Si l'on se réfère à la définition qu'en donne la psychanalyse, le narcisse est cet être
dont le Moi se confond avec le monde extérieur, le prend pour terrain de jeu.
Si l'on ajoute
que chez le sujet en question, comme le soutient Lacan dans son séminaire intitulé "La
relation d'objet", l'expérience de la délimitation des frontières du Moi, qu'il appelle "stade du
miroir", n'a pas été faite, et qu'il a par conséquent tendance à s'assimiler comme faisant partie
de sa personnalité les moindres objets du quotidien, on a la description complète du caractère du
Swann amoureux.
D'abord, il y eut familiarité, bonne entente entre lui et Odette.
La trouvant
commune, "franchement l'aide", pourrait-on dire à la suite d'Aragon, il la rabroue allégrement,
la laisse venir et ne semble considérer cette relation que sous le signe d'une heureuse
bonhomie.
C'est qu'il est tout plein des figures d'anges de Botticelli, de la Laitière et la Jeune
fille à la perle de Vermeer auquel il consacre une étude.

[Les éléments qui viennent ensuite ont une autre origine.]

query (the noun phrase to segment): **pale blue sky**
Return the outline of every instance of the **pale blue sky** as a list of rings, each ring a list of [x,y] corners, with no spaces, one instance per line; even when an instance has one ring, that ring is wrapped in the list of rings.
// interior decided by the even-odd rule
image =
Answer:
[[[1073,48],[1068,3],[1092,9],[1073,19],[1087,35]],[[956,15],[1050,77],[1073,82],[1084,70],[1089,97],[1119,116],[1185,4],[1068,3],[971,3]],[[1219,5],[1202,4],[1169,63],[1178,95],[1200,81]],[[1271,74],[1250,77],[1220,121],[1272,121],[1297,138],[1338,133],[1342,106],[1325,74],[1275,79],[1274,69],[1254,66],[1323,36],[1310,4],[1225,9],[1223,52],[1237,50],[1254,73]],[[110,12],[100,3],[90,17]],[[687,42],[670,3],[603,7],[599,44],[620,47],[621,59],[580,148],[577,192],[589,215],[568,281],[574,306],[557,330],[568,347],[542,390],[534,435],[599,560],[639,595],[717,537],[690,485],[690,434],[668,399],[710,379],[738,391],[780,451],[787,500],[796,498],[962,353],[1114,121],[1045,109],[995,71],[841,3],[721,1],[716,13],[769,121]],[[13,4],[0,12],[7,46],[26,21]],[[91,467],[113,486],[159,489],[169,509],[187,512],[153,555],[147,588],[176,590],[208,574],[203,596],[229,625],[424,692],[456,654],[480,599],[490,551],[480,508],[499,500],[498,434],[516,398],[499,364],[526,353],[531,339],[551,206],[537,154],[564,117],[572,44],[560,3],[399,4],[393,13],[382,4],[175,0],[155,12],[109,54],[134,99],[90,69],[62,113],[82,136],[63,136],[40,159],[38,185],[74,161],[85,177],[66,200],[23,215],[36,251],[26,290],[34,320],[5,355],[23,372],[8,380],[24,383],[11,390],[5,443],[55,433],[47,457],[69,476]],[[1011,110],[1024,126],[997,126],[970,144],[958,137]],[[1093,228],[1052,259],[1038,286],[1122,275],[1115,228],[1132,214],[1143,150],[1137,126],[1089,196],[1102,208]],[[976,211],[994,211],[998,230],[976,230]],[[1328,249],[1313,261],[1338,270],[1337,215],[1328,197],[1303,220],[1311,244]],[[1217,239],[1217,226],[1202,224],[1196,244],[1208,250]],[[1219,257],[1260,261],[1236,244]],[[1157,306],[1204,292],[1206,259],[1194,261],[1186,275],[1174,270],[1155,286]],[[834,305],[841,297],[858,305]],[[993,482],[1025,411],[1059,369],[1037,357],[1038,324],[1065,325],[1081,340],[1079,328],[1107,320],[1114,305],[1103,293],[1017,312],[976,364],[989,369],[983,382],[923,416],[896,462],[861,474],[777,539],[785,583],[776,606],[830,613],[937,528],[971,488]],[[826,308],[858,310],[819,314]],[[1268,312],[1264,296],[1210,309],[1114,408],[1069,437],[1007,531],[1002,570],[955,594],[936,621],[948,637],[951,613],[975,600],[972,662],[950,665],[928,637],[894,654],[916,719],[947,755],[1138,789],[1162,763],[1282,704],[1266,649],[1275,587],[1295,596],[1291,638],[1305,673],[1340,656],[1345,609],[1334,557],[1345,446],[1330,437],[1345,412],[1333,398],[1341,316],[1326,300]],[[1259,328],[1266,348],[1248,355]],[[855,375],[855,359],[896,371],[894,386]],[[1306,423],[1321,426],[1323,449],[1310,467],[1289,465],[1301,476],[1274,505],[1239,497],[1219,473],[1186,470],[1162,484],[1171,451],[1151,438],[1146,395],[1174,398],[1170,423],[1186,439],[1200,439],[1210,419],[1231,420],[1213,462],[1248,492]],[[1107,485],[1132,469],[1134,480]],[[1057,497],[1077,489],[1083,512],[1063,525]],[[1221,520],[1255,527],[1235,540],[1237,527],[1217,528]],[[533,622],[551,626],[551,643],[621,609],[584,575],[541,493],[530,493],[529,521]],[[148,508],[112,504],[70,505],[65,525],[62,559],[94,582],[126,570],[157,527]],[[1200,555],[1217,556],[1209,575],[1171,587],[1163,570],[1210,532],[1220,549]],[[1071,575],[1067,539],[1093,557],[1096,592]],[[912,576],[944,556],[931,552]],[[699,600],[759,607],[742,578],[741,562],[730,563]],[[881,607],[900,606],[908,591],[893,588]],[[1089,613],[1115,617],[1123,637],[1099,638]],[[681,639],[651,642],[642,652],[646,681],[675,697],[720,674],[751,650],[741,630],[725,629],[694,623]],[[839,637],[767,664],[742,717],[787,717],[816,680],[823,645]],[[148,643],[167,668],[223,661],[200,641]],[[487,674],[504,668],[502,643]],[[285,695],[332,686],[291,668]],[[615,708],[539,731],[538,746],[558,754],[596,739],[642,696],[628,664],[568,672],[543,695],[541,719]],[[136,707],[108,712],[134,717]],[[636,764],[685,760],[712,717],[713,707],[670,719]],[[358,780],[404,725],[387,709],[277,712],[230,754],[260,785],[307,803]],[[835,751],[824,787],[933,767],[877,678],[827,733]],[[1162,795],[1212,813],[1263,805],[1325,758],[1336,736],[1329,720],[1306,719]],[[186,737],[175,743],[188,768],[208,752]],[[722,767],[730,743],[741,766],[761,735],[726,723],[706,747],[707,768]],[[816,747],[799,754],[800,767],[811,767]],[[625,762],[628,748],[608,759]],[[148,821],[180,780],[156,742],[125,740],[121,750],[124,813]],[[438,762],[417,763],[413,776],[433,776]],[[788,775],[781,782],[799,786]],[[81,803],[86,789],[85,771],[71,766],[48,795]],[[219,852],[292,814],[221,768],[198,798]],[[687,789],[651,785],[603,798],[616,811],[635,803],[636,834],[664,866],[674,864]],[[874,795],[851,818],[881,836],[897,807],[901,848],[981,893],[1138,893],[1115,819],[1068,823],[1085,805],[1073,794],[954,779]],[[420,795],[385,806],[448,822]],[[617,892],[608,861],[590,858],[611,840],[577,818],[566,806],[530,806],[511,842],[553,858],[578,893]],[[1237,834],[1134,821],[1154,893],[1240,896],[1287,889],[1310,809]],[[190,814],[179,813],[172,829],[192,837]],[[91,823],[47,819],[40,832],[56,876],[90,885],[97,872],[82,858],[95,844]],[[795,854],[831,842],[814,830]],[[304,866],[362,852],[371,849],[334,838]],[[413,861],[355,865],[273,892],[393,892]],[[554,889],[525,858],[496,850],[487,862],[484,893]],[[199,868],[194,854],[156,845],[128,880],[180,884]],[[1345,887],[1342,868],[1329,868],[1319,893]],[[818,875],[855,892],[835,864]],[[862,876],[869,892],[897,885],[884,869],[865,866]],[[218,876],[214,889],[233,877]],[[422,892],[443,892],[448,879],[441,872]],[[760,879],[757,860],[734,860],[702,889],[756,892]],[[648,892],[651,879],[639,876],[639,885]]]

Odette est une demi-mondaine,
ignorante et primesautière quand il s'agit de proférer des âneries : c'est bien là la dernière des
créatures dont pourrait s'enticher un esthète tel que Swann qui désire - par impéritie littéraire
sans doute (Le narrateur le dit quand il parle de son ambition de faire une grande œuvre) faire de sa vie une œuvre.
Nous verrons d'ailleurs cette prétention d'esthète dans la volonté acharnée qu'il a de
transformer une pauvre intrigue amoureuse en histoire passionnelle, s'ingéniant à combiner des
stratagèmes pour surveiller Odette ou lui être agréable.
Pour l'instant, notre Narcisse n'a donc
pas encore jeté son dévolu sur l'objet.
La familiarité heureuse dont j'ai parlé lui montre cependant, à mesure que le temps passe
en rapprochant les deux êtres, qu'Odette pourrait faire une bonne candidate pour porter ou
incarner le miroir censé réfléchir "l'image spéculaire".
Le deuxième temps de la relation
consacre la cristallisation amoureuse : quand Swann se rend chez Odette pour récupérer son
étui à cigarettes, il est frappé par sa ressemblance avec la Zéphora de Botticelli.
Il y a donc
fusion entre la figure réelle d'un être jusqu'alors tenu dans un tranquille mépris et la grande
figure admirée dans une œuvre d'art.
Creusons la chose : le narcissique a cela de particulier qu'ignorant les frontières de son
Moi, il s'ignore, ne possède pas les outils d'investigation nécessaires à l'établissement et la
conquête de sa vérité intérieure.
Il a donc besoin des yeux d'autrui pour voir en lui cette image
profonde de lui-même que Lacan rend responsable de l'objectivation perverse à laquelle il
procède.
L'image de soi, cette vérité profonde, le narcissique en sent la brûlure, les tiraillements.
C'est bien pour cela qu'il met tant d'acharnement à s'adjoindre des regards, des consciences, des
corps et des âmes.
Autour de lui, il ne voit que tas d'agents à investir de cette lourde tâche :
plonger une main experte en son cœur pour en extirper la relique, l'arche sacrée des Hébreux
où se trouvent les tables de la loi mosaïque dont parle Norge, disant dans une lucidité amère
qu'elle n'est pas en or.
Ce qui se passe dans la scène de l'appartement quand Swann rapproche
Odette de Zéphora, c'est l'élection de l'objet, objet censé à présent réfléchir à la curiosité
maladive de Swann une vérité nourricière.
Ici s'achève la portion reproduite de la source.